Fase keenam: Fase Pengukuhan Qira’at Sab’ah
Fase ini berlangsung setelah kemunculan kitab Al-Sab’ah karya Ibn Mujahid. Fase ini menjadi fase yang berpenting dalam sejarah penulisan ilmu qira’at. Karena sebagaimana di ketahui bahwa penulisan ilmu qira’at pada masa sebelum Ibn Mujahid bisa dikatakan tidak selektif tapi lebih kepada penulisan qira’at yang sampai kepada mereka dari guru-guru mereka. Karena itu ulama yang pro terhadap gagasan Ibn Mujahid banyak yang memburu riwayatnya imam tujuh tersebut dari berbagai macam jalur periwayatan. Hasil dari perburuan itu tercantum dalam kitab-kitab qira’at sab’ah yang datang setelahnya. Istilah Qira’at Sab’ah menjadi semakin kokoh dan masyhur dengan munculnya kitab At Taisir karya Abû ‘Amr al-Dâni (w. 444 H). Yang menonjol dari kitab ini adalah penyederhanaan rawi dari setiap imam dengan hanya dua perawi, padahal sebagaimana di ketahui bahwa perawi setiap imam biasanya berjumlah puluhan bahkan ratusan.
Periwayat-periwayat imam tujuh yang masyhur ialah:
1. Qâlûn (w. 220 H) dan Warsy (w. 197 H), meriwayatkan qira’at dari Imam Nâfi’
2. Qumbul (w. 291 H) dan Al-Bazzi (w. 250 H), meriwayatkan qira’at dari Imam Ibn Katsîr
3. Al-Dûri (w. 246 H) dan Al-Sûsi (w. 261 H), meriwayatkan qira’at dari Imam Abû ‘Amr
4. Hisyâm (w. 245 H) dan Ibn Dzakwân (w. 242 H), meriwayatkan qira’at dari Imam Ibn ‘Âmir
5. Syu’bah (w. 193 H) dan Hafs (w. 180 H), meriwayatkan qira’at dari Imam ‘Âsim
6. Khalaf (w. 229 H) dan Khallâd (w. 220 H), meriwayatkan qira’at dari Imam Hamzah
7. Abû al-Hârits (w. 240 H) dan Dûri al-Kisâ’i (w. 246 H), meriwayatkan qira’at dari Imam Al-Kisâ’i.
Penyederhanaan rawi ini sangat bermanfaat untuk memudahkan mempelajari ilmu qira’at , apalagi para perawi yang terpilih telah di akui kredibilitasnya dalam bidang qira’at oleh para ulama sezamannya.

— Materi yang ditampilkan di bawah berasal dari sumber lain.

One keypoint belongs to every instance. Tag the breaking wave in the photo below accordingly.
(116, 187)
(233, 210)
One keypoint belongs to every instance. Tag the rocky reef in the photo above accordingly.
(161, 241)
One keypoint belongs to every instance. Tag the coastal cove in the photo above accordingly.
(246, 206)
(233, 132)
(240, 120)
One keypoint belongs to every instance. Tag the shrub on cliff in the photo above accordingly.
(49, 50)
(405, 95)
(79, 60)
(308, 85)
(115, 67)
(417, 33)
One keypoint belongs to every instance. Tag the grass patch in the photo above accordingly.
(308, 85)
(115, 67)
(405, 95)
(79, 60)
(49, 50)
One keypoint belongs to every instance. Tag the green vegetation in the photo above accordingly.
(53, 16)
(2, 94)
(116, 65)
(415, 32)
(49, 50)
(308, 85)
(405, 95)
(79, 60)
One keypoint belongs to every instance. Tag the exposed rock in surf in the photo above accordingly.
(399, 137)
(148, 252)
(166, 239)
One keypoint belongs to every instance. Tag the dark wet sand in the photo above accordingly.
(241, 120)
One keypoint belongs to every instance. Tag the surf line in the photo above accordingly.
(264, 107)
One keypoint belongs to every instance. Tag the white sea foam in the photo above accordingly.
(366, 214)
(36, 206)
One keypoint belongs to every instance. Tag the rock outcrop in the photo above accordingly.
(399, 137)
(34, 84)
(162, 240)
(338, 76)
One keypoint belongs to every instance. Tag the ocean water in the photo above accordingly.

Qira’at Sab’ah bertambah kokoh setelah kemunculan imam Al-Syatibî (w. 591 H) yang telah berhasil menulis materi Qira’at Sab’ah yang terdapat dalam kitab At-Taisir menjadi untaian syair yang sangat indah dan menggugah. Syair itu berjumlah 1171 bait. Kumpulan syair-syair itu di namakan “Hirz al-Amâni wa Wajh al-Tahâni” yang kemudian lebih di kenal dengan sebutan “Syâtibiyyah”. Syair-syair Syâtibiyyah ini telah menggugah banyak ahli qira’at untuk mensyarahinya. Jumlah kitab yang mensyarahi syair Syâtibiyyah ini lebih dari lima puluh kitab. Nazam al-Syâtibiyyah ini merupakan karya terbesar imam al-Syâtibi dalam bidang ilmu qira’at. Sampai sekarang nazam ini dijadikan sebagai rujukan utama bagi umat Islam di dunia yang ingin mendalami ilmu qira’at.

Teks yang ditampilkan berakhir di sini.